– Не русская правда, а немецкая!
– Самодержавие злейшее!
А Пестель, ничего не видя и не слыша, продолжал говорить, как будто наедине с собою.
Голицын вглядывался в него, и маленький человек со спокойным лицом, в треуголке и сером плаще вспоминайся ему на высотах Шевардинского редута, в пороховом дыму и в огне, над грудами убитых и раненых, ходивший взад и вперёд шагами такими тяжёлыми, что, казалось, не от пушечных выстрелов, а от этих шагов дрожит и стонет земля. Маленький человек похож был на свою собственную куклу, автомат в музее восковых фигур. Неземная тяжесть, роковая одержимость. Как будто не сам он двигается, а кто-то двигает, дёргает его, как Петрушку за ниточку.

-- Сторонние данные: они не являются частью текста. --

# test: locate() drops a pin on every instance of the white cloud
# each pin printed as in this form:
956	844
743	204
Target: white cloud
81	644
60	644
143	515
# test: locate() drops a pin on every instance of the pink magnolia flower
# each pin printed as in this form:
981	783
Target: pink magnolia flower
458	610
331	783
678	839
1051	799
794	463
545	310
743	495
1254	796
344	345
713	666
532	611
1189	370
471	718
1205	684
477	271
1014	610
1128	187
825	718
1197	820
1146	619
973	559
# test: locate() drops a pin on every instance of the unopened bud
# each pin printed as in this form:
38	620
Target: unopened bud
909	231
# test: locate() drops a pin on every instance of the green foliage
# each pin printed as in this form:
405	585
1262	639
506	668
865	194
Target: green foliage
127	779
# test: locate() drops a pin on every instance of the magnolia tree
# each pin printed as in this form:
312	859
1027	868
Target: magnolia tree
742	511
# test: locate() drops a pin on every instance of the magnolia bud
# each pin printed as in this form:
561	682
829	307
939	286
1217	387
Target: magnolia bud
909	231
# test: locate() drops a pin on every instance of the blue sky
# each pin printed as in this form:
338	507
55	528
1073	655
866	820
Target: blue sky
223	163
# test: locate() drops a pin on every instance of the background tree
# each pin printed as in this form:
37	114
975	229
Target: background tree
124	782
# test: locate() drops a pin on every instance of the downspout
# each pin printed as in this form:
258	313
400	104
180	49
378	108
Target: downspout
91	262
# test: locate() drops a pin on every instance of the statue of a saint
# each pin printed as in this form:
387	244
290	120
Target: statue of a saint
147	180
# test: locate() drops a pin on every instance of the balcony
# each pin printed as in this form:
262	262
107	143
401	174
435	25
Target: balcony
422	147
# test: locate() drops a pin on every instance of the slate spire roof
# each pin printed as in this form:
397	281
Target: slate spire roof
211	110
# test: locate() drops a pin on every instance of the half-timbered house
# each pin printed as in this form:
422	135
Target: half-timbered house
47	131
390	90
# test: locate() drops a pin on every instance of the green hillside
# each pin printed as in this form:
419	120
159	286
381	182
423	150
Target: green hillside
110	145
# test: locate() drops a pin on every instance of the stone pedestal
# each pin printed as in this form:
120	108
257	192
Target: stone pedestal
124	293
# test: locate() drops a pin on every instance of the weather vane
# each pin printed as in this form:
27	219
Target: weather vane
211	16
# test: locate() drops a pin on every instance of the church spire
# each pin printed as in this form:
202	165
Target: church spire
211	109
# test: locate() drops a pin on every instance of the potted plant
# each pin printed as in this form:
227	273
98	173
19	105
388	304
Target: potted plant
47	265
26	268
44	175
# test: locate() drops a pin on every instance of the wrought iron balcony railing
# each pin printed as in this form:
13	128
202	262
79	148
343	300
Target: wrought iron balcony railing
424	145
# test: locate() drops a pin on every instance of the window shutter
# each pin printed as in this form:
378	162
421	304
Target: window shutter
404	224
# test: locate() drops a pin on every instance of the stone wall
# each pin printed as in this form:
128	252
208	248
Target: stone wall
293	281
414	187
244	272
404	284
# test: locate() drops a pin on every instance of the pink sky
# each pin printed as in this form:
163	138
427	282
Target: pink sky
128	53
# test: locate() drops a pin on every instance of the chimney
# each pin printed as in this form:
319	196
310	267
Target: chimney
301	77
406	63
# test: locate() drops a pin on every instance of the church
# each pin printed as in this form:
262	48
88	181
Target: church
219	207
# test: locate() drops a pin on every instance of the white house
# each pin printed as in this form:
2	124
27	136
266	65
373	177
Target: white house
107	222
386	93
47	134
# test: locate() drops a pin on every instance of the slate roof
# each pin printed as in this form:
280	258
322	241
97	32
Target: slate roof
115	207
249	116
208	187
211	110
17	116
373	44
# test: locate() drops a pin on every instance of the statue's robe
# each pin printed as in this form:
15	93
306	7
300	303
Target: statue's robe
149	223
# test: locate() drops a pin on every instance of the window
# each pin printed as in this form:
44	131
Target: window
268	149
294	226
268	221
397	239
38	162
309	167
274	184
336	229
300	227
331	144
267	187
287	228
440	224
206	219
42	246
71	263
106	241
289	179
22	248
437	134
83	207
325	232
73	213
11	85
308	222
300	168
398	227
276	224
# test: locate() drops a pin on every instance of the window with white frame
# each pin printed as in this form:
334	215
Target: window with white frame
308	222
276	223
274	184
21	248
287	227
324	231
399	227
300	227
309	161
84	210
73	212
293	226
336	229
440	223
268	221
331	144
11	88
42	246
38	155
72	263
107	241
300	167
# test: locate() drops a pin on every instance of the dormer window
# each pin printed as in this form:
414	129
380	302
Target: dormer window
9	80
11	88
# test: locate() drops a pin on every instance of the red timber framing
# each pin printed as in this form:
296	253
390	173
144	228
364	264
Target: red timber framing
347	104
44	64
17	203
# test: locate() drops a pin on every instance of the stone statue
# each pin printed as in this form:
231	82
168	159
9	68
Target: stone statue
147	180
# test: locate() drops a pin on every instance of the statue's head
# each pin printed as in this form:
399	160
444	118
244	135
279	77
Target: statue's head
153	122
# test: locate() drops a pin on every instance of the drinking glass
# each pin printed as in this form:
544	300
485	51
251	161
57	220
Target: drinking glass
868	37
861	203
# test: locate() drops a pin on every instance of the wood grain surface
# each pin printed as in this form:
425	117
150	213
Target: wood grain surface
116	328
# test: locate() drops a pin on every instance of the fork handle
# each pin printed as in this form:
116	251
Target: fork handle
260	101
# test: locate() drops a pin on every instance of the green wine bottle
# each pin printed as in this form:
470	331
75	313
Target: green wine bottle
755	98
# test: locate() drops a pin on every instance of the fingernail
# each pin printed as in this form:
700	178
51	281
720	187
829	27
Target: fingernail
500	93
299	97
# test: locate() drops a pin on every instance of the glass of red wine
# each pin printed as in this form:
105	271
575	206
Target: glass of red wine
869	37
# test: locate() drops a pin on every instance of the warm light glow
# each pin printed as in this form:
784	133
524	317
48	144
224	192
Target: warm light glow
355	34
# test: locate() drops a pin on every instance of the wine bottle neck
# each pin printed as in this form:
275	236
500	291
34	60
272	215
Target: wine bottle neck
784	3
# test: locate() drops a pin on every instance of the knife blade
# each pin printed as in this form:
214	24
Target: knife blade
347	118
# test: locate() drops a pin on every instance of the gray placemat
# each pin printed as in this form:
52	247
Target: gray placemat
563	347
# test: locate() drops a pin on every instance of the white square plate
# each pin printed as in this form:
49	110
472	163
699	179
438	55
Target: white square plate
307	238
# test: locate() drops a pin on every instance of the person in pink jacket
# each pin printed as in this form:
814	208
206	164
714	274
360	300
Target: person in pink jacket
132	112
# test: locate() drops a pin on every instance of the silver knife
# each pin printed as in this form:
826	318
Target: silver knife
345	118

Пестель вынул из портфеля перечерченную военную карту Российской империи, разложил её на столе и начал объяснять разделение областей будущей Российской республики, с новою столицею, соединяющей Европу с Азией, Нижним Новгородом, под названием Владимира, в честь св. Владимира. Карта приложена была к Русской Правде.
– Неубитого медведя шкуру делим, – заметил кто-то.
– А Польша где?
– Здесь, – указал Пестель на карту.
– Как здесь? За рубежом?
– Да, отделена от России.
– Не знаю, как вы, господа, – вдруг побледнел и вскочил Рылеев, – а я никому не позволю разыгрывать в кости судьбу моей Родины!
Повскакали и другие, закричали в ярости:
– Не позволим! Не позволим!
– Вот они, Южные, вот куда гнут!
– Кромсать Россию! Да чёрт вас дери с вашею республикою!
– Предатели!
– Враги отечества!
Неистовый Кюхля схватил карту и разорвал её пополам. Председатель изо всей силы звонил в колокольчик, но долго ещё шум не унимался.
– Я полагаю, господин полковник, что отторжение столь коренных областей, как Польша, от державы Российской многим не понравится, – начал было Трубецкой примирительно, когда стало потише.
– А я полагаю, господин председатель, что мы исповедуем либеральные взгляды не для того, чтобы нравиться людям, из коих большинство глупцы, – усмехнулся Пестель так высокомерно, что даже кротчайшего Трубецкого передёрнуло.
– А главное, хамы все; не от огня или потопа, а от хамства погибнет земля! – выпалил вдруг доселе безмолвный Каховский и опять замолчал на весь вечер.
– С одним не могу никак согласиться, – заключил Рылеев, – в республике вашей смертная казнь уничтожается, а вам без неё не обойтись, гильотина понадобится, да ещё как: нам же первым головы срубите…
– Не гильотина, а пестелина! – крикнул Бестужев.
Одоевский закорчился и закашлялся от смеха так, что должен был выйти в другую комнату.
Голицыну казалось, что все, навалившись кучею, бьют спящего или пьяного.
Заранее предчувствуя победу, Муравьёв попросил слова. Заговорил – и с отрадою почувствовали все, как вещи, сдвинутые Пестелем, возвращаются на старые места; опять становится всё нетяжким, негрозным, неответственным; режущая бритва окутывалась ватою; ледяные кристаллы таяли и превращались в тёплую воду.
Муравьёв доказывал необходимость медленного действия.
– В самой натуре постепенное течение времени даёт жизнь, рост и зрелость всему; крупные же и быстрые события производят вихри, бури, землетрясения и разрушения. Точно так же народу, пребывавшему века без сознания вольности гражданской, дарование оной располагаемо должно быть с постепенностью. Поставлять же внезапно и насильственно на место правления законного самовластия временных диктаторов – людей, никому не ведомых, – есть дело безрассудное. Уверены будучи в том, – заключил оратор, – что Россия не может быть иначе управляема, как монархом законным и наследственным, отвергает Северное общество всякую мысль о республиканском образе правления и единственной целью своей полагает конституцию монархическую.
– Браво, браво, Муравьёв! – закричали и захлопали ему те же, кто давеча кричал и хлопал Пестелю.
– Не бывать республике!
– Да здравствует монархия!
– Да здравствует конституция Северная!
Голицын давно уже видел, как лицо Пестеля бледнело, искажалось и в тускло-чёрных глазах загорался тяжёлый, припадочный блеск. Вдруг ударил он изо всей силы кулаком по столу.